You are viewing a plain text version of this content. The canonical link for it is here.

Posted to users@nifi.apache.org by Jean-Sebastien Vachon <js...@brizodata.com> on 2019/10/03 01:25:27 UTC

Weird behaviour

Hi all,

First thing first... sorry for the long post but my Nifi instance (1.9.1) started to behave weird (according to my experience at least) this afternoon and I'm struggling to determine the cause of the problem (and fix it)
All processors are stopped and I have about 205k flows queued in a single queue as illustrated below.

[cid:1c8868f8-4527-4d5c-86f7-c35a16116385]

The process "SaveToDB" seems to be causing some issues. It actually does a few more things than saving to the DB so this module was implemented as an ExecuteStreamCommand processor using Python3.
This module hasn't changed in quite some time and this is the first time I'm having issues around it. Whenever I start it (even with only 1 thread), Nifi start to show the following message...

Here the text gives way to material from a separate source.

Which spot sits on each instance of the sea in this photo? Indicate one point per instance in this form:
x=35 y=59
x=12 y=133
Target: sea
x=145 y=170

[cid:e107a064-c536-42c7-9ae9-4b88fbce3e93]

Another weird issue is that if I try to open the "View Status History" on this processor, Nifi says: "Insufficient history, please try again later".
I tried many things, like restarting Nifi, and noticed that the CPU runs at 150% on startup with no indication that it will ever stop. I read about these warning/error messages and tuned a few settings to increase the number of threads to index and restarted Nifi but
the CPU is still over 100% when no actual process is running in Nifi. Looking at /nifi-api/system-diagnostics shows the following:

{"systemDiagnostics": {"aggregateSnapshot": {"totalNonHeap": "235.4 MB","totalNonHeapBytes": 246833152,"usedNonHeap": "222.25 MB","usedNonHeapBytes": 233046120,"freeNonHeap": "13.15 MB","freeNonHeapBytes": 13787032,"maxNonHeap": "-1 bytes","maxNonHeapBytes": -1,"totalHeap": "12 GB","totalHeapBytes": 12884901888,"usedHeap": "7.14 GB","usedHeapBytes": 7670910608,"freeHeap": "4.86 GB","freeHeapBytes": 5213991280,"maxHeap": "12 GB","maxHeapBytes": 12884901888,"heapUtilization": "60.0%","availableProcessors": 72,"processorLoadAverage": 1.06,"totalThreads": 916,"daemonThreads": 53,"uptime": "00:58:48.996",
I was wondering if the high number of threads is expected or not... 916 threads seems a lot to me. Especially since my max threads count is set to 400 right now.
The machine has 72 CPUs and is quite capable but the CPU has been running at over 100% for hours now.

Do you have any recommendation?

thanks

Re: Weird behaviour

Posted by Jean-Sebastien Vachon <js...@brizodata.com>.

Hi Joe,

I read a thread about this new provenance repo yesterday night (https://www.mail-archive.com/users@nifi.apache.org/msg07179.html) and tried it.
It did a very big difference and I was able to process my entire queue during the night.

I never had any issues with GC1 so far. What GC engine to you recommend? CMS?

thanks
________________________________
From: Joe Witt <jo...@gmail.com>
Sent: Wednesday, October 2, 2019 10:30 PM
To: users@nifi.apache.org <us...@nifi.apache.org>
Subject: Re: Weird behaviour

Jean

Id recommend switching to the new provenance repo called WriteAheadProvenaceRepository.  Look at a new nifi downloads nifi.properties as it has been the default for a while.  This will help the prov stuff.  You may also want to stop using g1gc if on java 8.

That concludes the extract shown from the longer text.